Capítulo 4

305 46 35
                                    

No habló con la señora Robinson ese martes. Tampoco el miércoles y mucho menos el jueves. Durante la semana, se las había arreglado para evitarla a ella y a Fitzpatrick por completo. Solo había tenido que hacerle frente a Brown, y su única interacción consistió en cruzarse en el elevador —por la forma en que lo miraba, intuyó que Fitzpatrick le habría platicado de lo sucedido—.

A grandes rasgos, todo lo que se dedicaba a hacer era pasarse las mañanas y las tardes frente a la computadora, con su tableta sobre el regazo y cientos de recortes a modo de inspiración desparramados por el escritorio. Aquel era su primer proyecto aprobado y sabía que no habría otro si lo echaba a perder. Nunca había tenido una responsabilidad tan grande, lo cual lo hacía preguntarse si estaba listo para la tarea aún mayor de dirigir las juntas creativas.

Es más, ni siquiera debía preguntárselo. Estaba seguro de que no sería capaz. Sin lugar a dudas, la señora Robinson creyó ver cosas en él que no existían. El problema era que si le mostraba la realidad a estas alturas, quizás su fe en él quedaría tan mancillada que ya no lo querría en lo absoluto, en ese ni en ningún otro puesto. Así que evitarla era la mejor estrategia.

Era eso en lo que invertía su tiempo el viernes, cuando Rita Hapkins, la secretaria de Robinson, pasó su corpachón por la puerta del despacho.

—Señor Valenzuela, la señora Robinson solicita su presencia inmediata en su oficina —dijo con vocecilla aguda.

Marshall dio un respingo.

—¿Sabe por qué?

Hapkins negó con la cabeza dócilmente y se marchó. Aquella encantadora mujercita era quizás el miembro más amable del personal.

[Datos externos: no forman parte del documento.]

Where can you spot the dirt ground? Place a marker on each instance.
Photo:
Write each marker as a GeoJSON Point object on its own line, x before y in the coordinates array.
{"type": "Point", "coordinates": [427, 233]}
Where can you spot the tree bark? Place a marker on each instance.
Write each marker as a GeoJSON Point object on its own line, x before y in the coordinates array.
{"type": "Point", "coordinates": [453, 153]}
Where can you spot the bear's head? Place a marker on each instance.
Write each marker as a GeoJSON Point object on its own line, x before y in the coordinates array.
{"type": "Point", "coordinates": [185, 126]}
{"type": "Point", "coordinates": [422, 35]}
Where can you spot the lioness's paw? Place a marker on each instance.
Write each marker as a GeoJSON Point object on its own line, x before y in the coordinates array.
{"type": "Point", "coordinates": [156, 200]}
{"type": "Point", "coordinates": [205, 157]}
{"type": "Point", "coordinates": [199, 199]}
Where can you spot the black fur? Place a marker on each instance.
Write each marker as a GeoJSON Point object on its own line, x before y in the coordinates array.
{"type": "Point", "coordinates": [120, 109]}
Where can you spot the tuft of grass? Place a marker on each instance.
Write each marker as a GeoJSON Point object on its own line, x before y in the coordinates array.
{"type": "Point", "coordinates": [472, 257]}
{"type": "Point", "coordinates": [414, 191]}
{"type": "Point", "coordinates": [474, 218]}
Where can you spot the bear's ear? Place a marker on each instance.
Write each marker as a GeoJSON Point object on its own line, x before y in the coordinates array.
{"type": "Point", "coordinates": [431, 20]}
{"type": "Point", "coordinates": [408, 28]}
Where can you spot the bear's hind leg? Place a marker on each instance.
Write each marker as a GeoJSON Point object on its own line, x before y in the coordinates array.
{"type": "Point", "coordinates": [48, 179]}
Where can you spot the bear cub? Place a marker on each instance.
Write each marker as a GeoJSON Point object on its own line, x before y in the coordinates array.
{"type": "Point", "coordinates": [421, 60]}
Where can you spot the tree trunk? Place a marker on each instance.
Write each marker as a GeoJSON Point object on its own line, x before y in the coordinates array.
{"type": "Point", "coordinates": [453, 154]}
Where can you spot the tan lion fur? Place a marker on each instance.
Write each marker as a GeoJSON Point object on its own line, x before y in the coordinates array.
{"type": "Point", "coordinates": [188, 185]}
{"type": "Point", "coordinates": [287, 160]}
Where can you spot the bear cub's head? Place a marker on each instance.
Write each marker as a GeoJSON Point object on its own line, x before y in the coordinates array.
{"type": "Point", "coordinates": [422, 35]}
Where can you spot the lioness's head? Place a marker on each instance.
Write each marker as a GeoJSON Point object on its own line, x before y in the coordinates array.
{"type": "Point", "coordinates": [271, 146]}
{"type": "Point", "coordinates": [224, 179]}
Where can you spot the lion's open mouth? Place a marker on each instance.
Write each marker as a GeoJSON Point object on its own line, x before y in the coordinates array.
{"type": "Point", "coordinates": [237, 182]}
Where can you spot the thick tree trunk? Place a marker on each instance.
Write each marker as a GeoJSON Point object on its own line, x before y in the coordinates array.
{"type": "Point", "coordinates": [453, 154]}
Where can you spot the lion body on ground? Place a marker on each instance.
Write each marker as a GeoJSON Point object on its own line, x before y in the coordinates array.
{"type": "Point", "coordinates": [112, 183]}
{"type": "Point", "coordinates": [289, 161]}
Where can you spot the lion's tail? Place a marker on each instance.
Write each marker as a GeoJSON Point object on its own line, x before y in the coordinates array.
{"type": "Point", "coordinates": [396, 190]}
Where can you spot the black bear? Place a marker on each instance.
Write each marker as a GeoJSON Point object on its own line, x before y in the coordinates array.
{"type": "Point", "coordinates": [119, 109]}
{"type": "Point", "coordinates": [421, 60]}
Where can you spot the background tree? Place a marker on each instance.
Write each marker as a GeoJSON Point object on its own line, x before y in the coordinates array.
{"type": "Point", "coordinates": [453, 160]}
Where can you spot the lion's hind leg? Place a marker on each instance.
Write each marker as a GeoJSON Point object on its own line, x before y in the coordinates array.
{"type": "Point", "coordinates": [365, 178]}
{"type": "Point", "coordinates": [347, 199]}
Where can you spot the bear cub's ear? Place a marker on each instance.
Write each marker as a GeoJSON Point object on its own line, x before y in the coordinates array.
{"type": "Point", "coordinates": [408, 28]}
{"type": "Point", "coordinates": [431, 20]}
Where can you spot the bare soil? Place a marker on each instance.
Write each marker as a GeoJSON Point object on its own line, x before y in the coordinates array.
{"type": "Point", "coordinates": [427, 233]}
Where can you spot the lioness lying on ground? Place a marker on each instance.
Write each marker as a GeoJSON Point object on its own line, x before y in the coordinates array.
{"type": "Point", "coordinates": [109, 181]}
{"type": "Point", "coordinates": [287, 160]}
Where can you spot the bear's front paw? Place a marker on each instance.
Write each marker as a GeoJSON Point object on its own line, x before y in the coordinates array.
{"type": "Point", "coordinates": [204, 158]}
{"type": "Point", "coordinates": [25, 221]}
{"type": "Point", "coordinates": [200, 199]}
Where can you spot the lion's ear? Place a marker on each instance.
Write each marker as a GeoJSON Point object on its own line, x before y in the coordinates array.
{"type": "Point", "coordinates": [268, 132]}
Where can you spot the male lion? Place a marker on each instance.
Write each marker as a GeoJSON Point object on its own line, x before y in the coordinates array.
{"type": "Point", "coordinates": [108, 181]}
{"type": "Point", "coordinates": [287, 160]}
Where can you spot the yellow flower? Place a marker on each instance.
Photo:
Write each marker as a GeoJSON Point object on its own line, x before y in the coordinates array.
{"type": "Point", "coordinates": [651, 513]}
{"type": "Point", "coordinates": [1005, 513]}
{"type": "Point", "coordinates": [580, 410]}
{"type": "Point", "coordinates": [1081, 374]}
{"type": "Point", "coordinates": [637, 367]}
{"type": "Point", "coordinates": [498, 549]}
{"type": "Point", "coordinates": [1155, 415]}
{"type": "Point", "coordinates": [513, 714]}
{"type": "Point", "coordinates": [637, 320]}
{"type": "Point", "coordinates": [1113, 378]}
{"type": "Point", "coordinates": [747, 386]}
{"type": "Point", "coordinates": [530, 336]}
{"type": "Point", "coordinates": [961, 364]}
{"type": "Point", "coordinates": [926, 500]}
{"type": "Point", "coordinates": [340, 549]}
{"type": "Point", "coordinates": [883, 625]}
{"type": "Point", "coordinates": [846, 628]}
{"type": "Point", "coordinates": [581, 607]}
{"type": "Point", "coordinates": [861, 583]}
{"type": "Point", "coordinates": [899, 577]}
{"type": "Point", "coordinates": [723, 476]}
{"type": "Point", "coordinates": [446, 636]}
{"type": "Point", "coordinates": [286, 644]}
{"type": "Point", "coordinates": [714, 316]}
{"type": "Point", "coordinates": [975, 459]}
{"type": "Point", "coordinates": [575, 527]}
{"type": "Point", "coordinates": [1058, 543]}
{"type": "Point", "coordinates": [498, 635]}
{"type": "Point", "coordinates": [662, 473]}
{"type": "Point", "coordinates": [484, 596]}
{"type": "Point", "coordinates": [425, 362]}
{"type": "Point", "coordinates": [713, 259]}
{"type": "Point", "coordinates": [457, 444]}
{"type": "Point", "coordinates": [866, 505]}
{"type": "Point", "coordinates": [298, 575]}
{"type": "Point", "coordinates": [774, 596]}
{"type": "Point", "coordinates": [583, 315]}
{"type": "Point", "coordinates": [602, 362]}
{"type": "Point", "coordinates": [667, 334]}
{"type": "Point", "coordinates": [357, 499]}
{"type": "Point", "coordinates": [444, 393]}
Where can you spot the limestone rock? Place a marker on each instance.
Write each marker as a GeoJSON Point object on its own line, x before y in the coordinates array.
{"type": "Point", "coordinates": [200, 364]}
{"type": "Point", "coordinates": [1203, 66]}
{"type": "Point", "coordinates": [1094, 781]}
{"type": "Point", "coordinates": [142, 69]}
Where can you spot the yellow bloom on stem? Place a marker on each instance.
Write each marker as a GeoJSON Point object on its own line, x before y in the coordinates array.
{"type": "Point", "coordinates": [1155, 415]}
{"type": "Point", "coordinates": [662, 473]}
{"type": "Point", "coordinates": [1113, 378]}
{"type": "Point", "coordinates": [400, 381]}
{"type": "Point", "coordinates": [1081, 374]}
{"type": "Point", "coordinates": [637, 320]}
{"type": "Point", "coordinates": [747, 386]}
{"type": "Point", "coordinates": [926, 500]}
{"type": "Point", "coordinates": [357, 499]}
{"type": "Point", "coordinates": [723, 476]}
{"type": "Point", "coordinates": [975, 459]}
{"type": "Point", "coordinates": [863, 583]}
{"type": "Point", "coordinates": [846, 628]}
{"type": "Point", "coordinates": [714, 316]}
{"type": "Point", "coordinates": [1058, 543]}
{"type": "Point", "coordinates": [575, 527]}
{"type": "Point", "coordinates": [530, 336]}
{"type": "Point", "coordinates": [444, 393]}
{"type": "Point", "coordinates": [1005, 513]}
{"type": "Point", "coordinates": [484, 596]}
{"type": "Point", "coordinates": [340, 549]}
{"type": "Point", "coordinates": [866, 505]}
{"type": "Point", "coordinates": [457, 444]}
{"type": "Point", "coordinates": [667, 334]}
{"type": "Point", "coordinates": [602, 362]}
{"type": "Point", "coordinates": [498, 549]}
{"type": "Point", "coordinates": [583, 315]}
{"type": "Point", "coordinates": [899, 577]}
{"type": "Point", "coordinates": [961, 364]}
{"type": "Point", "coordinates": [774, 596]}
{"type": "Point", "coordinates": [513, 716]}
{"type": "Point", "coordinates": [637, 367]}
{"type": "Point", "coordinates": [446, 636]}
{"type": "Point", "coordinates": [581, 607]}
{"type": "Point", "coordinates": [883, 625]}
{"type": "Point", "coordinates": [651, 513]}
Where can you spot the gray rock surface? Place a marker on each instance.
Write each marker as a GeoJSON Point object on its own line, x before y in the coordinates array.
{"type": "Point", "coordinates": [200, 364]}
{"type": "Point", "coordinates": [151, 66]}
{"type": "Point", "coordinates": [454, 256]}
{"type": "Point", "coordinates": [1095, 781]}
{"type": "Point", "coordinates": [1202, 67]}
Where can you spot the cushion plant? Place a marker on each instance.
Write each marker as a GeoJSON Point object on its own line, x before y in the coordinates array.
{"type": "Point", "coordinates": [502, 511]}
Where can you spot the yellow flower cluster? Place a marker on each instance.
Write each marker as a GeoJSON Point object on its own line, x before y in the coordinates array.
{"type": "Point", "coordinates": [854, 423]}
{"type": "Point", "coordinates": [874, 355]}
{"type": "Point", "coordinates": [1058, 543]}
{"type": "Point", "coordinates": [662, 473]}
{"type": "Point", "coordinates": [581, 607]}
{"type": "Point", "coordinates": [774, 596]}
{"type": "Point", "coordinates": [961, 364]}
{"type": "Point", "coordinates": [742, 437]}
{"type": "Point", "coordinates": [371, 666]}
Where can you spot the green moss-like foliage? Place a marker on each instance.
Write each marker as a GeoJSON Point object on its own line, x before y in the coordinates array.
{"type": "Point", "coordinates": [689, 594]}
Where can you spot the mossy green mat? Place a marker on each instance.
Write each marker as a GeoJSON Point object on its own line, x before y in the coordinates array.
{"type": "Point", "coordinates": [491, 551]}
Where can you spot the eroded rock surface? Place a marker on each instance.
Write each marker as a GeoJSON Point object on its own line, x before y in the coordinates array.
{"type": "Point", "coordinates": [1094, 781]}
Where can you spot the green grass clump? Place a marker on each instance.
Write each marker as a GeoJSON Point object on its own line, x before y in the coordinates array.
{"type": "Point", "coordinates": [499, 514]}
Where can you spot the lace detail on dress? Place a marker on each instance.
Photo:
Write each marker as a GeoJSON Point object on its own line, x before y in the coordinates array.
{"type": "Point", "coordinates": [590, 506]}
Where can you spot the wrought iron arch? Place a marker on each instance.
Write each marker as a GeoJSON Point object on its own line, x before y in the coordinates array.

Marshall caminó el trayecto hacia la oficina de la señora Robinson con las manos en los bolsillos y evadiendo todo contacto visual. Ni siquiera cuando pasó junto a Fitzpatrick —que lo observaba como si supiera lo que estaba pasando y quisiera reírse, a pesar de que lo tenía prohibido— se sintió lo bastante confiado para intimidarla.

Qué extraño era pasar de estar en la cima del mundo a ocupar el rol de corderito asustado de siempre. Le hubiese gustado disfrutar más de su victoria.

Cuando llegó a su destino, la puerta estaba entreabierta. Golpeó un par de veces y la señora Robinson le indicó que podía pasar.

—¿Quería verme?

—Así es, señor Valenzuela. Por favor siéntese.

No podía verle el rostro. Estaba de espaldas a la entrada y de cara a uno de los gabinetes donde se guardaban los archivos. La habitación era tan grande que Marshall tuvo dificultades para dar con el asiento que le correspondía sin quitarle los ojos de encima. Aun así, lo consiguió, desplomándose sobre el cuero negro que parecía tragárselo.

La señora Robinson cerró uno de los gabinetes con un estruendo y giró sobre sus talones para dirigirse a su silla. Con la intensa luz de mediodía colándose por el enorme ventanal, no era fácil distinguir su expresión. Marshall —que de por sí tenía problemas para leer a las personas— era incapaz de deducir si estaba molesta, furiosa o tal vez decepcionada.

—Debo confesar que estoy algo decepcionada, señor Valenzuela.

Decepcionada, entonces.

Marshall se ajustó el nudo de la corbata, intentando ocultar que había tragado fuerte.

—¿P-p-p-... por qué, señora Robinson?

La señora Robinson dejó escapar un suspiro, abriendo el cajón de su enorme escritorio de caoba y rebuscando en él. La pequeña arruga en su entrecejo al no lograr dar con lo que quería era el único indicio de emoción que mostraba.